4gate 6 May 2024 18:31 UTC
1 point
0
AF
Maybe a dumb question but (1) how can we know for sure if we are on manifold, (2) why is it so important to stay on manifold? I’m guessing that you mean that vaguely we want to stay within the space of possible activations induced by inputs from data that is in some sense “real-world.” However, there appear to be a couple complications: (1) measuring distributional properties of later layers from small to medium sized datasets doesn’t seem like a realistic estimate of what should be expected of an on-manifold vector since it’s likely later layers are more semantically/high-level focused and sparse; (2) what people put into the inputs does change in small ways simply due to new things happening in the world, but also there are prompt engineering attacks that people use that are likely in some sense “off-distribution” but still in the real world and I don’t think we should ignore these fully. Is this notion of a manifold a good way to think about the notion of getting indicative information of real world behavior? Probably, but I’m not sure so I thought I might ask. I am new to this field.

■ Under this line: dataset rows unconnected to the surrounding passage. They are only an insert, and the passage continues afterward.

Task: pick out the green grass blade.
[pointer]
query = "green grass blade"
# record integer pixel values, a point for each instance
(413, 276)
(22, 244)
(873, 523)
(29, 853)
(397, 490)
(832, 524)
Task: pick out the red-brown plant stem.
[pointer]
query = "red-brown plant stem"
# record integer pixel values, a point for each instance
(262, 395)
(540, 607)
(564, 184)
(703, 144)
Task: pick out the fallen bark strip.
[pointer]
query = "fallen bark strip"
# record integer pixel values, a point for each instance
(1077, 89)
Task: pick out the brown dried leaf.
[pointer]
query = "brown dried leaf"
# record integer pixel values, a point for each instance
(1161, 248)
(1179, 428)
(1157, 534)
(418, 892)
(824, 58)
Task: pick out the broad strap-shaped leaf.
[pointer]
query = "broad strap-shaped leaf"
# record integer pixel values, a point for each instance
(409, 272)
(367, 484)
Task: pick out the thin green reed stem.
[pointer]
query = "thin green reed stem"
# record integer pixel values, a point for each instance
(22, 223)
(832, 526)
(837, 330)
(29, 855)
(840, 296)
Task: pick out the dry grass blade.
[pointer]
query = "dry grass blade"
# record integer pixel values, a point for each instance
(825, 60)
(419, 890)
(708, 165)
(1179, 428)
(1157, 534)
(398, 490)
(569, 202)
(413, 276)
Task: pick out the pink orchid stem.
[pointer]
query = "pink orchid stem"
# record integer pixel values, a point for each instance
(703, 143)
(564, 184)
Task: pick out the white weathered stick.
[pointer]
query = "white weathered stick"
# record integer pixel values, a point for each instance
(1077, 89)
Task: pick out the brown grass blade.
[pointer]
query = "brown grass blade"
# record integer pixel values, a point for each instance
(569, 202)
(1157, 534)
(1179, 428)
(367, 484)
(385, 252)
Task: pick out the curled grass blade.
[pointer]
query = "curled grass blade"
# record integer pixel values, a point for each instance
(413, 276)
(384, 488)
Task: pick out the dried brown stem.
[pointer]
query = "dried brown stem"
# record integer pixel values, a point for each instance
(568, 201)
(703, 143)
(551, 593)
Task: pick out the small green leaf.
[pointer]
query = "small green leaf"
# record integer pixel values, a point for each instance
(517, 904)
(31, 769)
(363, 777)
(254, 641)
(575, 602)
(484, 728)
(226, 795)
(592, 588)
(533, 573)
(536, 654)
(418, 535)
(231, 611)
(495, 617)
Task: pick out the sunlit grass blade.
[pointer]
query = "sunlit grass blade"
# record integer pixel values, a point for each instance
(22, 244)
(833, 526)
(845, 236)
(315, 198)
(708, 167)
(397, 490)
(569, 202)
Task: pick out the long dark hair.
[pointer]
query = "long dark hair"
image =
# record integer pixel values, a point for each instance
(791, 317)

I do thing at the end of the day we want indicative information, so I think somewhat artifical environments might at times have a certain usefulness.

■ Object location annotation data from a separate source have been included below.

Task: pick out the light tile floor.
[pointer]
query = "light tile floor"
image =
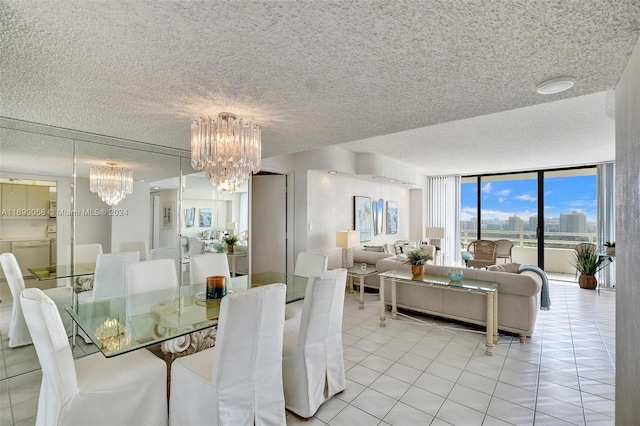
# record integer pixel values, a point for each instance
(408, 375)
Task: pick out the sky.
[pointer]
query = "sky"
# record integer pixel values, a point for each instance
(503, 199)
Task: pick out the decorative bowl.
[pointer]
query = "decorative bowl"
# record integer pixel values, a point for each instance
(455, 275)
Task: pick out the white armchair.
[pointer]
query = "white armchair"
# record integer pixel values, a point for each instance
(312, 357)
(18, 331)
(127, 389)
(238, 382)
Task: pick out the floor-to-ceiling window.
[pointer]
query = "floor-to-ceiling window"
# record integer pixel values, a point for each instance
(544, 213)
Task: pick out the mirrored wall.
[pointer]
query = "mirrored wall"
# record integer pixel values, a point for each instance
(170, 206)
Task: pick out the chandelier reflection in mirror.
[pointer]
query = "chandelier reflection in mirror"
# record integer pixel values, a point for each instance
(111, 183)
(227, 149)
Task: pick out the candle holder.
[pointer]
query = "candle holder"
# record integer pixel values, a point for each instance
(216, 287)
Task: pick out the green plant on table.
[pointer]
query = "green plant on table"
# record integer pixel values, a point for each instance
(417, 257)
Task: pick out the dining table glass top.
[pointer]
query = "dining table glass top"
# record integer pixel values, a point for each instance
(62, 271)
(443, 280)
(131, 322)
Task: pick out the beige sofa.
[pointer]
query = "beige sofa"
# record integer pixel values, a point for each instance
(372, 257)
(518, 297)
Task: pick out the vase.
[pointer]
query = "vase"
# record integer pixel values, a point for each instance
(416, 270)
(588, 282)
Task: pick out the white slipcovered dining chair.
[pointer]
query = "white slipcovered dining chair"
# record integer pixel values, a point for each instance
(18, 331)
(307, 265)
(202, 266)
(312, 357)
(238, 382)
(139, 246)
(126, 389)
(151, 275)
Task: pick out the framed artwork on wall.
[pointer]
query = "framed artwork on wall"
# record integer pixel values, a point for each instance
(362, 217)
(167, 215)
(204, 218)
(378, 209)
(392, 217)
(189, 217)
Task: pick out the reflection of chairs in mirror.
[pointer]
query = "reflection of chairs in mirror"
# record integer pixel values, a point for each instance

Also one convoluted (perhaps inefficient) idea but which felt kind of fun to stay on manifold is to do the following: (1) train your batch of steering vectors, (2) optimize in token space to elicit those steering vectors (i.e. by regularizing for the vectors to be close to one of the token vectors or by using an algorithm that operates on text), (3) check those tokens to make sure that they continue to elicit the behavior and are not totally wacky. If you cannot generate that steer from something that is close to a prompt, surely it’s not on manifold right? You might be able to automate by looking at perplexity or training a small model to estimate that an input prompt is a “realistic” sentence or whatever.

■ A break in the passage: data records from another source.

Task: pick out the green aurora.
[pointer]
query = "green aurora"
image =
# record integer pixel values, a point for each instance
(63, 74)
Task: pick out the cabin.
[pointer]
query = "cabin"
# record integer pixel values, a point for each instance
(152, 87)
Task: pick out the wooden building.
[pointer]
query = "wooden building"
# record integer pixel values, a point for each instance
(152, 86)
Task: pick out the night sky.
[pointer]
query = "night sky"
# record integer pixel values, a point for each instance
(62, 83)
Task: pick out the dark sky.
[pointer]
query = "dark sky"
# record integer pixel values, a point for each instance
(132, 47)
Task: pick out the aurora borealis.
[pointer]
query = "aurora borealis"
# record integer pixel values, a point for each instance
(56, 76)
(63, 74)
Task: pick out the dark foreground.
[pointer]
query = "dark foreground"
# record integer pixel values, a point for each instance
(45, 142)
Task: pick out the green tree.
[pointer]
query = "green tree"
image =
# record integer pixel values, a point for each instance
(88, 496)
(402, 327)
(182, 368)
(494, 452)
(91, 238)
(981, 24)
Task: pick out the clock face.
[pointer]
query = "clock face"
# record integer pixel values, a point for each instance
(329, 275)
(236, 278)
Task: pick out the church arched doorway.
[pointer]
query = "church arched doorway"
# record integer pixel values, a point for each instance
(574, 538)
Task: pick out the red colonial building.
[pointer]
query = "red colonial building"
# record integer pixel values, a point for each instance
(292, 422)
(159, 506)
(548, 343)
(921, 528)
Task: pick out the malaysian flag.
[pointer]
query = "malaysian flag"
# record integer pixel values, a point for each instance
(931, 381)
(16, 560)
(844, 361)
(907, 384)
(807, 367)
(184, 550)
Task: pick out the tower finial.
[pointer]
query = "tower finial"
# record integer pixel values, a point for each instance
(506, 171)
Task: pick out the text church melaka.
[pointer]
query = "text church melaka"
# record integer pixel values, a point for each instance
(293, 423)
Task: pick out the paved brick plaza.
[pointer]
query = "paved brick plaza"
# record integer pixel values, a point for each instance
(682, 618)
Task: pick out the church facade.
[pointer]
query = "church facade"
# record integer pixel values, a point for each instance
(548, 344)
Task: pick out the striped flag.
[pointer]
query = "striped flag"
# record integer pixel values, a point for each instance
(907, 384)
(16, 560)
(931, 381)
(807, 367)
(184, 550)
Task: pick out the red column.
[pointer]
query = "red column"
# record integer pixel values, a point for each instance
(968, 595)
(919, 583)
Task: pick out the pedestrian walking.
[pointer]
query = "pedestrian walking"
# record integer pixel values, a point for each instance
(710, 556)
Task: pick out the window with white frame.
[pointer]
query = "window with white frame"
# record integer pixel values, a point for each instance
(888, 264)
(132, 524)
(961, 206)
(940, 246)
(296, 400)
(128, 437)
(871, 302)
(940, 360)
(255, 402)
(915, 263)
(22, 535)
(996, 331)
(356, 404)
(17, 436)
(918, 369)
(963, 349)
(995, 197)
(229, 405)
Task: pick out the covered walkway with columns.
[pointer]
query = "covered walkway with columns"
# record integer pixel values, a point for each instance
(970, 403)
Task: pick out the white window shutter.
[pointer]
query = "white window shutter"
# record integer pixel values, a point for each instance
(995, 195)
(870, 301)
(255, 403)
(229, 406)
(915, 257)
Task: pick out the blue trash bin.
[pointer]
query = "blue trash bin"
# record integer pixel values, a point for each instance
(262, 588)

Curious to hear thoughts :)
- tailcalled 7 May 2024 13:59 UTC
  2 points
  0
  Parent
  I think it’s easier to see the significance if you imagine the neural networks as a human-designed system. In e.g. a computer program, there’s a clear distinction between the code that actually runs and the code that hypothetically could run if you intervened on the state, and in order to explain the output of the program, you only need to concern yourself with the former, rather than also needing to consider the latter.
  
  For neural networks, I sort of assume there’s a similar thing going on, except it’s quite hard to define it precisely. In technical terms, neural networks lack a privileged basis which distinguishes different components of the network, so one cannot pick a discrete component and ask whether it runs and if so how it runs.
  
  This is a somewhat different definition of “on-manifold” than is usually used, as it doesn’t concern itself with the real-world data distribution. Maybe it’s wrong of me to use the term like that, but I feel like the two meanings are likely to be related, since the real-world distribution of data shaped the inner workings of the neural network. (I think this makes most sense in the context of the neural tangent kernel, though ofc YMMV as the NTK doesn’t capture nonlinearities.)
  
  In principle I don’t think it’s always important to stay on-manifold, it’s just what one of my lines of thought has been focused on. E.g. if you want to identify backdoors, going off-manifold in this sense doesn’t work.
  
  I agree with you that it is sketchy to estimate the manifold from wild empiricism. Ideally I’m thinking one could use the structure of the network to identify the relevant components for a single input, but I haven’t found an option I’m happy with.
  
  Also one convoluted (perhaps inefficient) idea but which felt kind of fun to stay on manifold is to do the following: (1) train your batch of steering vectors, (2) optimize in token space to elicit those steering vectors (i.e. by regularizing for the vectors to be close to one of the token vectors or by using an algorithm that operates on text), (3) check those tokens to make sure that they continue to elicit the behavior and are not totally wacky. If you cannot generate that steer from something that is close to a prompt, surely it’s not on manifold right? You might be able to automate by looking at perplexity or training a small model to estimate that an input prompt is a “realistic” sentence or whatever.
  
  Maybe. But isn’t optimization in token-space pretty flexible, such that this is a relatively weak test?
  
  Realistically steering vectors can be useful even if they go off-manifold, so I’d wait with trying to measure how on-manifold stuff is until there’s a method that’s been developed to specifically stay on-manifold. Then one can maybe adapt the measurement specifically to the needs of that method.